Handwriting on the wall is a portent of doom and goes back to the rule of Belshazzar. In Daniel 5 the words “Mene, Mene, Tekel, Upharsin“ appeared on the wall announcing the end of Belshazzar’s kingdom.

Hangout usually refers to a place where people gather or getting together and it stems from the phrase “Where do you hang out your sign?” which was the question professionals, artisans, and tradesmen would ask one another when inquiring about their their business.

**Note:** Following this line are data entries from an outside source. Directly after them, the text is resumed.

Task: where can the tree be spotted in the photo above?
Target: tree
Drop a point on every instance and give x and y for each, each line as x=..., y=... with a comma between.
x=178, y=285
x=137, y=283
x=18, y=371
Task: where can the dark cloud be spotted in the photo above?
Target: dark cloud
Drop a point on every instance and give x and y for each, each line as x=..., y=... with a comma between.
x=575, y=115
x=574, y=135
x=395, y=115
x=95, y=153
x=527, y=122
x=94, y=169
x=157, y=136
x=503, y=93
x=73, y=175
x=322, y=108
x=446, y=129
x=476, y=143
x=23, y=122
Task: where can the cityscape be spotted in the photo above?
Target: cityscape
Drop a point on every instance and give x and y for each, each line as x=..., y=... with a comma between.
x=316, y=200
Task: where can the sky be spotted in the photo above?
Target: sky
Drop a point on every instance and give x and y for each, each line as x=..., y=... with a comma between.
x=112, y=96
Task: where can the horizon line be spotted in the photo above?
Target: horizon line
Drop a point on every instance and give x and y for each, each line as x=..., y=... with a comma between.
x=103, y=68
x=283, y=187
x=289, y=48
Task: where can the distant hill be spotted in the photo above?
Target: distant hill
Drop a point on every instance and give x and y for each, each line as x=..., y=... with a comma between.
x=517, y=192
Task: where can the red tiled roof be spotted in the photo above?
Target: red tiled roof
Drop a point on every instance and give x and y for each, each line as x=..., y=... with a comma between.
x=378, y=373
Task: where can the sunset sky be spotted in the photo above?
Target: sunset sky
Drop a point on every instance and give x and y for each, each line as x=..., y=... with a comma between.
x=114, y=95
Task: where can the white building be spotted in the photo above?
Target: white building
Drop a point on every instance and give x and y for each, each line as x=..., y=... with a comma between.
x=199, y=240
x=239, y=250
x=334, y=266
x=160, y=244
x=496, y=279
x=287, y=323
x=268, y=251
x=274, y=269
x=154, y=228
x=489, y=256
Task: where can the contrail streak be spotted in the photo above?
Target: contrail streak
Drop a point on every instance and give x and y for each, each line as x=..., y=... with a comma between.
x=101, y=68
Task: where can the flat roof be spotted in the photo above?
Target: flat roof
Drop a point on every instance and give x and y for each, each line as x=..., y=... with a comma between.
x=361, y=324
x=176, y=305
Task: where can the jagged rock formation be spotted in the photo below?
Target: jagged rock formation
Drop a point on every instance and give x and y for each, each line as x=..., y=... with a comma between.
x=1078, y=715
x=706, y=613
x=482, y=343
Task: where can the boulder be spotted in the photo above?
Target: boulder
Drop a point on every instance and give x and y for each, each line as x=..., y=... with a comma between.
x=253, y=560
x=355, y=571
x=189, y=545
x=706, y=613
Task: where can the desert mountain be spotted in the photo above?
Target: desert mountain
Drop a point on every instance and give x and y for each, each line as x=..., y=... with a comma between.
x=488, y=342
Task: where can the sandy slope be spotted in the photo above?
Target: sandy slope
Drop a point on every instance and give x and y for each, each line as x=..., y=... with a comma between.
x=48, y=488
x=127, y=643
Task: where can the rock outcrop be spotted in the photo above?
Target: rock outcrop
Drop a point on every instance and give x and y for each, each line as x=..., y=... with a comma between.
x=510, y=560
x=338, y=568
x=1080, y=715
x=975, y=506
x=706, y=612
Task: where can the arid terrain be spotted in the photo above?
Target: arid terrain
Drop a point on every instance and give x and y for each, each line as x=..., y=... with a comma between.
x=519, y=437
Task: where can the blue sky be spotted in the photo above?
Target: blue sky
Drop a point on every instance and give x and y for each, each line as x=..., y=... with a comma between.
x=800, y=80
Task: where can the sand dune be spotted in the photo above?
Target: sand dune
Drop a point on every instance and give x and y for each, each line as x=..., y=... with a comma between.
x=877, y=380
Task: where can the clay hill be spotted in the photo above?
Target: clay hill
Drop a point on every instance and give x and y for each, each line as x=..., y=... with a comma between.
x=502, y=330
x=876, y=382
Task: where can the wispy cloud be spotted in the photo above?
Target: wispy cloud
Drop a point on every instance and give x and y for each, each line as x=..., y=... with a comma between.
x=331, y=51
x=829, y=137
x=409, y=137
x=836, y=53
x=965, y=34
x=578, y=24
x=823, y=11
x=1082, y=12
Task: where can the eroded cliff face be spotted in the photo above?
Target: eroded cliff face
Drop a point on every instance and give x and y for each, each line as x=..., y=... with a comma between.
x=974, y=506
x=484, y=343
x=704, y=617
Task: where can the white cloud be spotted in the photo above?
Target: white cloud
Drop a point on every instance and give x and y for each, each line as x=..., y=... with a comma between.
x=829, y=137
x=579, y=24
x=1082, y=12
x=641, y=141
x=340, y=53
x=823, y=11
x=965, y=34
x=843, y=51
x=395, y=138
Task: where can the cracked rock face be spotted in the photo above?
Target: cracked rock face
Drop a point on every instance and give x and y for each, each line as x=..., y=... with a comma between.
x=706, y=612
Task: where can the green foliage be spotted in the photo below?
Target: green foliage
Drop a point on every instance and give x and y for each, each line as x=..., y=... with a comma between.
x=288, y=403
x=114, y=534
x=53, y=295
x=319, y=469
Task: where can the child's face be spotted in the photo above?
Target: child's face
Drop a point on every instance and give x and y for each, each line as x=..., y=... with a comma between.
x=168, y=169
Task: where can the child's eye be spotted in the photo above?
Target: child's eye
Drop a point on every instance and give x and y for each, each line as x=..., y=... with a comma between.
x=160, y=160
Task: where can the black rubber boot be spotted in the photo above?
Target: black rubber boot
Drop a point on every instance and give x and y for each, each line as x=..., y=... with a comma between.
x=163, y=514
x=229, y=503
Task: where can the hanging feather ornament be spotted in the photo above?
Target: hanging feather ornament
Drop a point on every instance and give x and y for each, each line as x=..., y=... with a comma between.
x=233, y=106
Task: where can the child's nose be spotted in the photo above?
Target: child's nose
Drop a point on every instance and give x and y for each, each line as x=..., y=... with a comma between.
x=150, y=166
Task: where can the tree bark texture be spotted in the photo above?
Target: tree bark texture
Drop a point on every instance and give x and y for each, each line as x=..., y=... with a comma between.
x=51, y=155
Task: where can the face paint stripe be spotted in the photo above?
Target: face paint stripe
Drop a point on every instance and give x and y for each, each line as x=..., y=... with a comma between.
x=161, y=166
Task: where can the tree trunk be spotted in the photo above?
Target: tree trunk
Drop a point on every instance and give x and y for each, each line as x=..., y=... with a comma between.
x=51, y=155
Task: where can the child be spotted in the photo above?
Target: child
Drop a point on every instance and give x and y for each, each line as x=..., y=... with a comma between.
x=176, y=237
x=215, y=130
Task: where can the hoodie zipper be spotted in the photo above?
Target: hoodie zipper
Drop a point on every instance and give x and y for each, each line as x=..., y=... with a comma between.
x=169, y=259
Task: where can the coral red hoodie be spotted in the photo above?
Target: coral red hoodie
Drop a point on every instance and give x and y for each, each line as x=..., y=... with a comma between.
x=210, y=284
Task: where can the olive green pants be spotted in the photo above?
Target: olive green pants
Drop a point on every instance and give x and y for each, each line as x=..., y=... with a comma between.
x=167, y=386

Hard up is a tough place to be since it means being broke and hanging in the wind and that makes sense since the nautically inclined know that to put the helm hard up is to turn the ship away from the wind. So if a person is “hard up” it’s doubtful they can handle the financial storms that come up now and then.

Harping on a subject, going over the same subject repetitively is much like playing one string on the harp—not pleasant and somewhat annoying.

finedictionary.com

If something is “haywire” it usually indicates it’s broken, and that’s from the logging camp days when loggers would take the wire from hay bales to mend equipment.

If you are known to wear your heart in your sleeve, you probably show your emotions easily. In the days of chivalric knights, a knight would tie a scarf from his lady love around his arm to indicate his favor—all would see where his heart lay.

If someone is on their “high horse” he or she is acting superior, and in those yesteryear days of transportation, someone riding high up on their horse was definitely superior to those having to walk.